Transcription of massacre participant Samuel Knight's August 1904 sworn affidavit.

Date
Aug 11, 1904
Type
Affidavit
Source
Samuel Knight
LDS
Hearsay
Scribed Verbatim
Reprint
Late
Reference

Samuel Knight statement August 11, 1904, David H. Morris Collection, Church History Library, as found in BYU Studies 47, no. 3 (2008):136-37

Scribe/Publisher
Samuel Knight
People
Samuel Knight, John Doyle Lee
Audience
General Public
Transcription

Statement of an eye witness It was Sunday morning <Sept 11 1857> that I left the Meadows to go to Santa Clara, leaving my wife who was sick in bed with a young child, and on that account I done the business that I had in view and returned as soon as I could, while on my way back and when we were near the Magotso where it [illegible strikeout] came into the Clara Creek, about ten o clock at night, a voice came from the brush, and when the man came out I found that it was John D. Lee, we had heard before that there was a plan on foot for the Indians to surroun{d} a company of emigrants that were campt at the spring that is near the spot where the Mountain Meadow Masacre took place, when they got near we were then standing, but in speaking to John D. Lee, he told us that he had been with the Indians that morning, which was in the month of September in the year 1857, [illegible strikeout] made an attact on the emigrants, and the fight had bewn kept up all day, that the emigrants had made a fort of the wagons, throwing dirt under the wagons for protection, that he had been in the fight, and showed us several bullet holes in his clothing, which was evident that he had been in close quarters, one bullet had cut his hat, another his clothes across his body in front, and sevrral had cut through his sleeves, this was on Sunday night, and the war was then kept up till the following thursday, Lee found out that he had gone too far to drop the matter was he was afraid that he was known as one of the party who had made the attact and to let them go now was to give him away, and having commenced it he must see it through,

It must be remembered that at that time, only ten years after the territory had been settled, and that by people who had been driven from their homes, that at this time an army of United states troops were on their way to Utah, with the purpose of distroying the Mormons, men were stationed in all the dangerous places, women were excited, and the people as a whole were reay for any emergency, This particular company was very insulting, saying that they had assisted in driving the Mormons out of Illinois and that they would go to California and gather up a party and come from the South and assist in distroying them again, this together with the abuses that they had committed against the Indians before they came to Cedar had aroused a feeling against the party, so that it did not require much to cause an attact to be made against the company for many in doing supposed that they were only taking advantage of an opportunity to protect their own lives and that of their family.

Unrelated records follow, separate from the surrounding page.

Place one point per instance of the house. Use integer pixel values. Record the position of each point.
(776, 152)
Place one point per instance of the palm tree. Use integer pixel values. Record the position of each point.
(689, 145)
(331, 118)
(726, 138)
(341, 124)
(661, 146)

The attact kept up until Thursday, when a truce was made by the terms of which, the emigrants gave up their arms, and was escorted out of the valley, and when the party got nearly to the summit of the ground that divides the flow of water that runs to the Meadow settlement and that ran towards the valley where the emigrants were camped, a place where several bunches of oak grow, the Indians fell upon the emigrants, and with the assistance of some white men, distroyed the company except the small children, that were considered too young to tell that had happened, and who took part in the affair. While there is no doubt that the company would never lived to pass the forks of the Clara Creek and the Mogotso, where the Indians were gathering to, there can be no doubt that John D. Lee, was responciple for the attact being made at the Mountain Meadows, and for the above reason John D. Lee, suffered the death penalty The killing was done as speedily as possible, and no wanton cruelity was indulged in, and if at that time the party could have been allowed to pass without danger of implicating the whites, it is very likely they would h have been allowed to go, but it is not likely they would have escaped the Inidans, who wpuld have waited for them further on their way.